Reference no: EM132879710
Question 1 - Tolbert Company purchased equipment on January 1, 2008 for $60,000. It is estimated that the equipment will have a $5,000 residual value at the end of its 5-year useful life. It is also estimated that the equipment will produce 100,000 units over its 5-year life.
Instructions - Answer the following independent questions.
1. Calculate the amount of amortization expense for the year ended December 31, 2008, using the straight-line method of amortization.
2. If 16,000 units of product are produced in 2008 and 24,000 units are produced in 2009, what is the book value of the equipment at December 31, 2009 using the units-of-activity amortization method.

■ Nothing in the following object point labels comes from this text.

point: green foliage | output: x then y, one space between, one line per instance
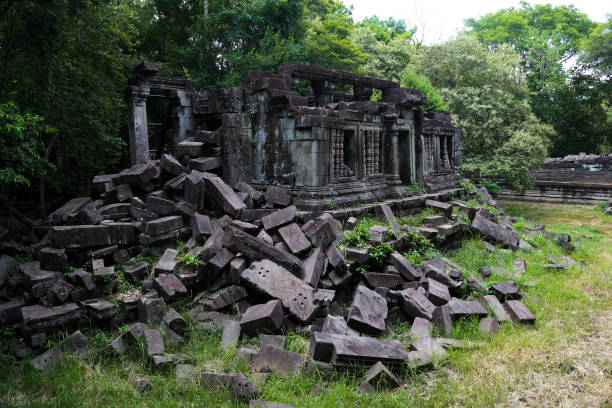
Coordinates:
21 147
415 189
380 251
491 186
471 188
411 79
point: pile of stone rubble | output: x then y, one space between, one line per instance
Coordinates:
263 268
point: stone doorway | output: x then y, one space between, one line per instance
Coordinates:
407 168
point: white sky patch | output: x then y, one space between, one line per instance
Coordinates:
441 20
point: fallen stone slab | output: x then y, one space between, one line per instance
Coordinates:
462 308
368 311
277 196
437 292
496 307
272 358
160 205
87 236
379 377
279 218
383 280
405 268
444 208
169 286
254 249
322 231
237 384
266 317
224 196
277 282
38 318
495 232
488 325
353 350
53 259
420 328
224 297
415 304
163 225
294 238
175 321
443 320
507 290
518 312
75 344
151 310
231 334
137 271
99 309
314 266
167 263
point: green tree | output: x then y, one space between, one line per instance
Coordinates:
410 79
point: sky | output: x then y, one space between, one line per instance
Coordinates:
440 20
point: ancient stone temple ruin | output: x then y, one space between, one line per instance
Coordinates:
313 129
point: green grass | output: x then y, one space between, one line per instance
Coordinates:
564 360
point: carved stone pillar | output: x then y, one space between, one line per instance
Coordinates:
139 135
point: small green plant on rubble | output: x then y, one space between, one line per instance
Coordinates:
381 251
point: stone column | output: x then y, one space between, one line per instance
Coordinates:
139 135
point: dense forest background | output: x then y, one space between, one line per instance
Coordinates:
523 83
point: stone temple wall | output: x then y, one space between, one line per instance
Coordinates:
581 178
311 129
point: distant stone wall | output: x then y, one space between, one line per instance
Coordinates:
582 178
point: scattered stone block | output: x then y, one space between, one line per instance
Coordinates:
272 358
166 263
175 321
75 344
383 280
488 325
38 318
420 328
137 271
224 196
377 233
437 292
405 268
279 218
495 232
224 297
415 304
254 249
443 321
274 280
163 225
151 310
231 334
444 208
323 231
99 309
277 196
294 238
266 317
314 266
53 259
368 311
518 312
238 385
496 307
507 290
169 286
159 205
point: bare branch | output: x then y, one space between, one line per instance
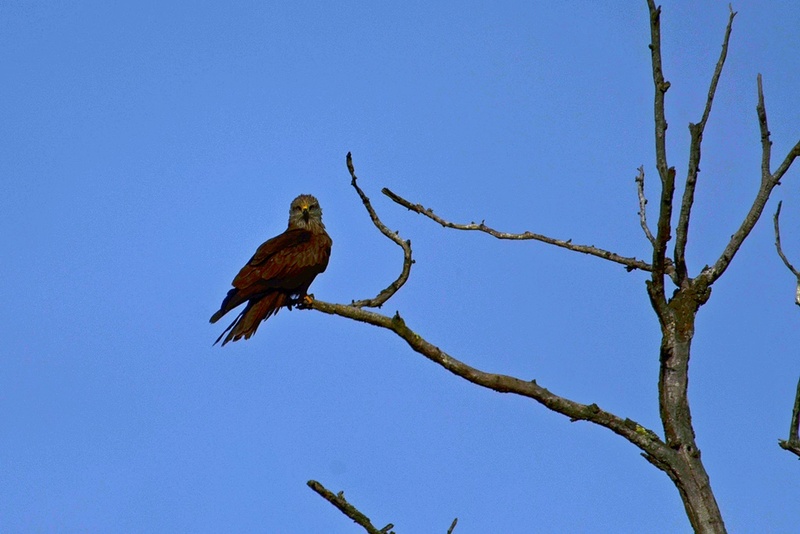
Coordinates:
629 263
696 131
386 294
776 222
642 206
348 509
793 443
665 172
768 183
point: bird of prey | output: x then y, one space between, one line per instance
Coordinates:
280 272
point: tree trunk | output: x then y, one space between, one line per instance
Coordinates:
685 467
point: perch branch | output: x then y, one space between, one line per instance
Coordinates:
696 132
348 509
793 443
386 294
648 441
768 182
629 263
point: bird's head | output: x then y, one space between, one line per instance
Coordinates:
305 213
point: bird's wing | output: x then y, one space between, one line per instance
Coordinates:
284 256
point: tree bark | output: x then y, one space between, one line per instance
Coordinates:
685 466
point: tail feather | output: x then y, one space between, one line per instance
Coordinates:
246 323
231 300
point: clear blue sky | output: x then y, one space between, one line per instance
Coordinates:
147 149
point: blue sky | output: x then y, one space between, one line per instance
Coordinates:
147 149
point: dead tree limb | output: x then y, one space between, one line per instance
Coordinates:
677 453
348 509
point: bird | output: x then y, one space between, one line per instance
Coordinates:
279 273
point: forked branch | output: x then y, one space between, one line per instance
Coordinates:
648 441
629 263
386 294
768 182
696 132
348 509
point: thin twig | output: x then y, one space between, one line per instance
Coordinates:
642 206
645 439
696 131
776 223
346 508
793 443
386 294
629 263
665 172
768 183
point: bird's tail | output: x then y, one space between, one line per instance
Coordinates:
246 323
231 300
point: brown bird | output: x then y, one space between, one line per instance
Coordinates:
280 272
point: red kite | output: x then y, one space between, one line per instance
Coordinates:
280 272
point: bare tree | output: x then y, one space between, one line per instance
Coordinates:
793 443
675 451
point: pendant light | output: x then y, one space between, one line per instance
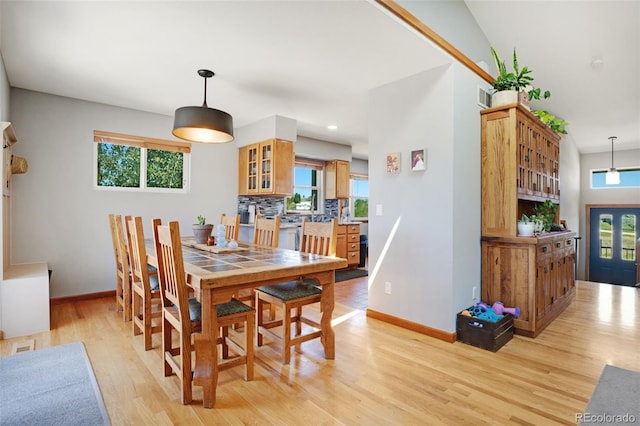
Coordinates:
613 176
203 124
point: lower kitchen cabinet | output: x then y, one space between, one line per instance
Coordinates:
348 245
533 274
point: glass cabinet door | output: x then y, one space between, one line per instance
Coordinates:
252 170
265 167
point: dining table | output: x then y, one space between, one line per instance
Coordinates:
216 274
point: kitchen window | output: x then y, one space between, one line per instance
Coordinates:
135 163
629 178
359 196
307 187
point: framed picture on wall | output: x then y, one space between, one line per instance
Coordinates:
418 161
393 162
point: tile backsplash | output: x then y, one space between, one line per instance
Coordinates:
271 206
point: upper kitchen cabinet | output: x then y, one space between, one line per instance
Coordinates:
266 168
520 167
336 179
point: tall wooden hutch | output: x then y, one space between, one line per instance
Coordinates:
520 168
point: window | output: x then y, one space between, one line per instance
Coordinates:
307 187
359 196
629 178
127 162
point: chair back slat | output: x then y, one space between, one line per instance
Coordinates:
319 238
139 268
122 255
266 232
231 226
171 272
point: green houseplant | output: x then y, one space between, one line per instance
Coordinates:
202 230
525 226
514 86
547 212
556 124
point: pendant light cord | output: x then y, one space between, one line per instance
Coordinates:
612 139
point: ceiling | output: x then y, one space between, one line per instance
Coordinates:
315 61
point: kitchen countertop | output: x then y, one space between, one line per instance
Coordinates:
282 225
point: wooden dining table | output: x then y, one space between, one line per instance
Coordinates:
217 274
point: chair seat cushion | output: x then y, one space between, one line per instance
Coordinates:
232 307
195 309
153 282
222 310
291 290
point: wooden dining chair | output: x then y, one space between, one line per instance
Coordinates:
315 238
145 287
183 315
123 275
265 234
231 226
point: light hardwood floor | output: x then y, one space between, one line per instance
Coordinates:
382 374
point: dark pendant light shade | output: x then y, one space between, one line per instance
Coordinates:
203 124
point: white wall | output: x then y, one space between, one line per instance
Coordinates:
453 21
413 244
466 226
4 92
57 215
609 195
321 150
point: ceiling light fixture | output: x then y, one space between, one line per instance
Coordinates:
203 124
613 176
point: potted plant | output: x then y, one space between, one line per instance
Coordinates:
547 212
555 123
525 226
516 86
202 230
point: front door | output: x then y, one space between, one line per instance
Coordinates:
613 232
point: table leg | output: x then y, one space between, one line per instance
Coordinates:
327 302
206 369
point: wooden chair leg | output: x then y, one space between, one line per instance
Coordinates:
166 346
148 333
248 346
185 354
286 324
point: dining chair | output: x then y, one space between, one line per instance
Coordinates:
315 238
265 234
183 314
231 226
145 287
123 275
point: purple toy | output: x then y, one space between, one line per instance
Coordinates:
499 309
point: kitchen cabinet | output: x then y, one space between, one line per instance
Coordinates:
520 169
266 168
336 179
348 244
533 274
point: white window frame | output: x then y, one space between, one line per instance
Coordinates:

3. If the company uses the double declining-balance method of amortization, what will be the balance of the Accumulated Amortization-Equipment account at December 31, 2010?
Question 2 - McGuinness Mining Company purchased land containing an estimated 15 million tonnes of ore at a cost of $5,400,000. The land without the ore is estimated to be worth $600,000. The company expects to operate the mine for 10 years. Buildings costing $800,000 are erected on the site and are expected to last for 25 years. Equipment costing $1,000,000 with an estimated life of 12 years is installed. The buildings and the equipment possess no residual value after the mine is closed. During the first year of operations, the mining company mined and sold 2 million tonnes of ore.
Instructions -
(a) Calculate the amortization cost per tonne of the mine.
(b) Calculate the amortization expense for the first year on the mine.
(c) Calculate the appropriate first year's amortization expense for the buildings.
(d) Calculate the appropriate first year's amortization expense for the equipment.